“阎王别来无恙啊。”
鬼夜君翻了个白眼,心道:你不来我就很好。
帝炎君又将目光转至九叶身上:“幽女近来可好?”
九叶在听到门口动静时就起身了,她到是好奇这个帝炎君是什么样的?居然没有一个人能从他手中活下来。
九叶面无表情道:“不怎么好。”
确实不怎么好。
帝炎君脸上没了笑,在他看来孤寂幽这是不给他面子,但很快……他就会让她消失在这个世界,天庭那边下命令了,趁着这次幽女触犯地令,他们有插手的机会,天庭要他在这次处罚中暗中杀掉幽女。
至于为什么一定要杀掉幽女呢?因为幽女强大啊,如果幽女坐了阎王这个位置那可是让他们天庭都恐惧啊,她是一个可怕的存在,所以他们必须除掉这个祸患!
为什么说孤寂幽坑了鬼夜君做了阎王呢?老阎王也就是上一任阎王的最佳继承人便是孤寂幽,虽然孤寂幽是老阎王捡来的,但是孤寂幽的能力大家有目共睹,若是孤寂幽带领他们的话,他们肯定会更上一层楼,但是孤寂幽不想因为一旦做了阎王就要一辈子守在这阴曹地府镇压鬼界众鬼,永生不得自由,所以在老阎王把阎王印硬塞给孤寂幽的那天晚上,孤寂幽偷摸进鬼夜君的房间,割破了鬼夜君的手指让鬼夜君和阎王印结了锲约。

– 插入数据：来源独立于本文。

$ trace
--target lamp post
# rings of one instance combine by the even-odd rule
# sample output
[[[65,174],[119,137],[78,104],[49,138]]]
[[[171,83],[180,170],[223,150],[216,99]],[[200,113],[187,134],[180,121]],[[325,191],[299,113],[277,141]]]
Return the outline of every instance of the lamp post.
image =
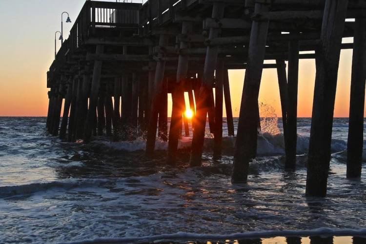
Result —
[[[58,32],[60,33],[60,37],[59,38],[59,40],[61,40],[61,38],[62,37],[62,34],[61,34],[61,32],[60,32],[60,31],[58,31],[55,32],[55,60],[56,59],[56,34],[57,34]],[[62,45],[62,43],[61,42],[61,45]]]
[[[63,20],[62,20],[62,16],[63,16],[63,14],[67,14],[67,19],[66,20],[66,23],[71,23],[71,20],[70,19],[70,17],[69,16],[69,13],[67,12],[63,12],[62,14],[61,14],[61,43],[63,43]]]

然后孤寂幽趁着鬼夜君昏迷,豪迈的留下几个字就一走了之了。
留下的字便是——世界那么大我要去看看,人间那么好我要去闯闯,鬼界就交给你了,还有,阎王印我已经帮你锲约了,不用谢,再见!
看看这是人干的事吗?锅甩给他就跑路了!
鬼夜君本来就不是一个坐的住的人,如今因为阎王印不得不镇守在鬼界,他能不气吗?
“幽女请吧。”帝炎君一双眼睛如老鹰一般犀利。
鬼夜君拦在九叶面前:“幽女去人间是以自己的一丝精魂为代价,这也不算偷溜进人间吧。”

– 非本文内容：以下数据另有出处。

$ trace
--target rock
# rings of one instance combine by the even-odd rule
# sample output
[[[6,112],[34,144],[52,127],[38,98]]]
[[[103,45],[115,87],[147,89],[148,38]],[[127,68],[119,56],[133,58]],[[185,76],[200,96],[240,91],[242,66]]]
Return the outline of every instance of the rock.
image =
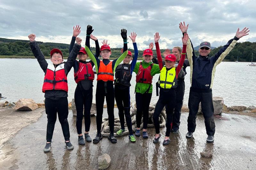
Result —
[[[246,110],[252,110],[256,109],[256,107],[254,106],[250,106],[246,108]]]
[[[99,157],[98,158],[98,166],[99,169],[107,169],[110,165],[111,159],[109,156],[105,153]]]
[[[38,108],[38,105],[32,99],[21,98],[17,102],[15,109],[17,111],[32,111]]]
[[[220,114],[221,113],[224,105],[224,100],[222,97],[213,97],[212,103],[214,109],[214,114]],[[202,112],[201,102],[199,104],[199,107],[197,114],[202,114]]]
[[[200,155],[201,157],[206,158],[211,158],[212,157],[212,155],[209,152],[200,152]]]
[[[246,107],[243,106],[236,106],[231,107],[228,107],[227,108],[228,112],[241,112],[245,110],[246,109]]]
[[[15,107],[15,106],[16,105],[12,103],[9,103],[7,104],[7,105],[6,106],[6,108],[13,108]]]
[[[76,116],[76,104],[75,103],[74,99],[72,99],[71,103],[71,109],[72,110],[72,112],[73,113],[73,116]],[[83,111],[83,113],[84,111]],[[91,108],[91,115],[93,115],[96,114],[96,104],[92,103],[92,107]]]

帝炎君觉得好笑:“阎王这不是糊涂了吗?就是因为幽女去人间用精魂作为代价,所以我们天庭才没派人到人间捉拿她呀,这可让幽女过了好些安生日子呢。”
鬼夜君愠怒了:“帝炎君别太过分了,这是鬼界!”
帝炎君才不怕,如今这阎王是鬼夜君,虽说不见衰落但也不见兴盛,要真说起来,如今的天庭倒是比鬼界兴盛了几分。
帝炎君嗤笑道:“我当然知道这是鬼界,但是鬼夜君,天子犯法与民同罪,这个道理人间都懂,你不会不懂吧?”
九叶拉住要上前揍人的鬼夜君:“行了,你要是真动手了就等于同天庭动手了,如今我们还不是他们的对手,君子报仇十年不晚,这笔账我们先记着,来日再报。”
帝炎君看着两人低语也不慌,他有的是时间,暂且就让他们好好告个别吧,不然这可是他们最后的告别了呢。
九叶拍了拍鬼夜君的肩示意她没事:“这有天条地令犯了要发也实属情理之中,但这有法那么想必这惩罚也是有条有款的吧。”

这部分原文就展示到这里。